Minnesota’s great linden and sugar maple forests have been cut into smaller and smaller pockets over the past 150 years. The “Big Woods” that once ruled the state are long gone, divided into hundreds of parks and reserves.
There are still remnants of the old forest that have never been mined, or at least haven’t been mined for a century. But they are separated from each other by highways, houses and farms, and it is not known which plants and animals are still able to reproduce and which are on the verge of extinction.
Foresters at the University of Minnesota are beginning a long-awaited count, with the goal of identifying every plant in what remains of the Big Woods of south-central Minnesota. Over the next two years, they will find out where some of the rarer plants, such as trilliums, still live, and see if there are ways to bring back plant life.
“We start with the plants because if the plants disappear, the pollinators disappear and the whole ecosystem disappears,” said Lee Frelich, director of the Center for Forest Ecology at U. “Think of a city with all these big buildings empty of people. You can still have old trees that survive, but with nothing else everything is degraded.”
The Big Woods is what explorers first called the shady forests dominated by elm, lime, red oak, and sugar maples that once bordered the edge of Minnesota’s prairies. Prior to European settlement, woodlands covered approximately 1.3 million acres in what are now the Twin Cities and south-central Minnesota. About 28,000 acres remain, or about 2%, Frelich said.
Although these remains have been carefully protected in state parks and science reserves, many species may need more room to regenerate.
Many plants depend on insects for pollination. When forests are separated from each other by farms and subdivisions, it can be difficult, if not impossible, for these pollinators to move from one patch to another, Frelich said.
Major constraints on forests have also worsened in recent decades, he said.
Invasive earthworms eat much of the humus and fallen leaves on the forest floor, leaving the soils more bare with fewer nutrients. High and dense populations of deer ravaged some of the young plants and seedlings before they had a chance to grow. Climate change made some pests worse and caused more flooding, which became more damaging due to the way earthworms disturbed the soil, Frelich said.
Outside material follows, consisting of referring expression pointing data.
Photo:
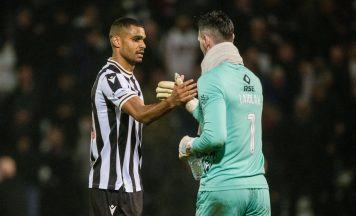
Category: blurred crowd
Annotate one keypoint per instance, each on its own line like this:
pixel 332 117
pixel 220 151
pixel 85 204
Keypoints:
pixel 304 52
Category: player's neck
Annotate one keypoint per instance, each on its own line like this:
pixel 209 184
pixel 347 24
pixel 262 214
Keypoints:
pixel 123 63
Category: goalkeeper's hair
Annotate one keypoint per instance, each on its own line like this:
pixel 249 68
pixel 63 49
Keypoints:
pixel 218 25
pixel 123 22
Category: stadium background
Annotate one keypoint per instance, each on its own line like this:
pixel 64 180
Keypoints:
pixel 304 51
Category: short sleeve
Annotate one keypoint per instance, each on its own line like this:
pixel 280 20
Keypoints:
pixel 116 89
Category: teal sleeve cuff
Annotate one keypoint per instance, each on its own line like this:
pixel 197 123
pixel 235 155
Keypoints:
pixel 198 114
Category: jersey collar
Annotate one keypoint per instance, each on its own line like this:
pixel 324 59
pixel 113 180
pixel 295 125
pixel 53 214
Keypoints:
pixel 122 69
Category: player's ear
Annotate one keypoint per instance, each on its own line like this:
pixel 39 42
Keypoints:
pixel 115 41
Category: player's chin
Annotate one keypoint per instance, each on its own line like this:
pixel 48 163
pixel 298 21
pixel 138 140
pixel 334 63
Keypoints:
pixel 139 59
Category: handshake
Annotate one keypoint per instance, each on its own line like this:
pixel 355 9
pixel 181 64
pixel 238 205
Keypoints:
pixel 165 90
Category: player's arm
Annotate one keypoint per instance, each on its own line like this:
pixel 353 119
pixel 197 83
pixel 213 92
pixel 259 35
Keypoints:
pixel 149 113
pixel 164 90
pixel 214 132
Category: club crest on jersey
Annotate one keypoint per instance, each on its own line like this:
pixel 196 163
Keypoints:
pixel 113 81
pixel 203 99
pixel 247 79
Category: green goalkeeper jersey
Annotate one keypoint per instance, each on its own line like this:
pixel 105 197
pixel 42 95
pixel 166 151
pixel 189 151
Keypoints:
pixel 229 111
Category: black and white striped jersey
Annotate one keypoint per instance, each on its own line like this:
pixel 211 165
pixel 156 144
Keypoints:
pixel 115 151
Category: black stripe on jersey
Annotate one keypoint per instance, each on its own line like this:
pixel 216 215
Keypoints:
pixel 121 70
pixel 99 139
pixel 113 143
pixel 123 130
pixel 133 144
pixel 135 86
pixel 126 96
pixel 113 81
pixel 139 146
pixel 139 152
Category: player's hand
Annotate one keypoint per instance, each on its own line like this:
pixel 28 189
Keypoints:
pixel 165 88
pixel 185 147
pixel 183 93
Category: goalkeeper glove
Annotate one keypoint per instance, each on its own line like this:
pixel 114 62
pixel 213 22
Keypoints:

“When you lose that understory of plants, the woods can’t function anymore because the nutrients keep going out,” he said. “Without the nutrients, the whole system becomes ‘drier’; even if you don’t completely lose species, they don’t grow as tall or as abundantly.”
Frelich will be assisted by a team of citizen experts from the Minnesota Native Plant Society, who will help locate and document the plants. The U has archives and seed banks dating back 150 years, so researchers should be able to get a pretty good idea of the species present before Europeans arrived.
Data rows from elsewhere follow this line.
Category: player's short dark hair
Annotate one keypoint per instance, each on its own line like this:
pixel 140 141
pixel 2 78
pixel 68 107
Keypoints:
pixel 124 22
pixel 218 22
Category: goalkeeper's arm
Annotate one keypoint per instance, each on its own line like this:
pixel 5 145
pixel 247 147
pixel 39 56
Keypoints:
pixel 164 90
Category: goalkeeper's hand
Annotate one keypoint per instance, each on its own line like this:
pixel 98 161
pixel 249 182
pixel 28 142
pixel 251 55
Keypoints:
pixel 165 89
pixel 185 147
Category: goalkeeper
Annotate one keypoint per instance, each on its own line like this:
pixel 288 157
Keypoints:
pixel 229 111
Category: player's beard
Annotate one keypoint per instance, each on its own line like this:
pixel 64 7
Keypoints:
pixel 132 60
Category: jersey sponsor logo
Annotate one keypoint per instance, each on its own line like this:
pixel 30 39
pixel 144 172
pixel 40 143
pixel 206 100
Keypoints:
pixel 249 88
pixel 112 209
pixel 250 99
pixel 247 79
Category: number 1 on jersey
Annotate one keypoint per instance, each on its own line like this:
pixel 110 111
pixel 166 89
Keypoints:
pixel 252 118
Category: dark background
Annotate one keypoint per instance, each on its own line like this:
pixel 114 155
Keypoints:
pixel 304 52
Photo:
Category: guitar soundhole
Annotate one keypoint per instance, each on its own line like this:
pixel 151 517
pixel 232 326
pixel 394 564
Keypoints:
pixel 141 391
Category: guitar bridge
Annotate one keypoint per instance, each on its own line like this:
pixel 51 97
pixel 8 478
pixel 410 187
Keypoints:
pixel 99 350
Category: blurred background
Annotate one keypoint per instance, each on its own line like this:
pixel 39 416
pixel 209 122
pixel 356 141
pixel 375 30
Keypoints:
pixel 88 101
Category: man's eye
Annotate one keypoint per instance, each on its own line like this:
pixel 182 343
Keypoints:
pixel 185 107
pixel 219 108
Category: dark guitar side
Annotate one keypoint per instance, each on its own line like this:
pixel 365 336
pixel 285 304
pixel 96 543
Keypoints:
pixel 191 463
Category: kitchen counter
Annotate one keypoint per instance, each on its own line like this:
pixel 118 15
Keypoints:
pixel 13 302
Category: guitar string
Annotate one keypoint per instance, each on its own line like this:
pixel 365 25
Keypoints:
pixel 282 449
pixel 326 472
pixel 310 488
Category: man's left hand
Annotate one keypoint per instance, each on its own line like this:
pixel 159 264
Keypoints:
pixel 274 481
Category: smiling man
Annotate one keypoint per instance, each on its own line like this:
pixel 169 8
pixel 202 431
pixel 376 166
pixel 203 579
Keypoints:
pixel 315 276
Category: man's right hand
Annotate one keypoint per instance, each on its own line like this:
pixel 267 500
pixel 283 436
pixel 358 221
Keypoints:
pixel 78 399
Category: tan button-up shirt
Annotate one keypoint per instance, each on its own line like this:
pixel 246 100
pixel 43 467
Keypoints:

The research will be funded by the State Trust Fund for the Environment and Natural Resources.
The hope is that the results will help forest managers bring back some species, whether that’s by hand planting seeds, moving pollen from one park to another, or hiring snipers to reduce populations. deer, said Frelich.
“If you want to solve a problem, you have to know what it is,” he said.
The results will be extremely useful to forest managers around the Twin Cities metro, said John Moriarty, senior director of wildlife for the Three Rivers Park district.
Three Rivers kept pieces of Big Woods alive, such as Elm Creek, Lake Rebecca, Carver, and Baker Parks. The park district has tried to reconnect pockets of forest to each other whenever it can, Moriarty said.
“Most of the birds that live in the maple or linden forest can fly among themselves, but when you think of small mammals, salamanders, frogs and turtles, they can’t go from one to the other. other, ”Moriarty said. “Trillium seeds are moved by ants and ants don’t move far. So when you have a road between two pieces of wood, that’s a problem.”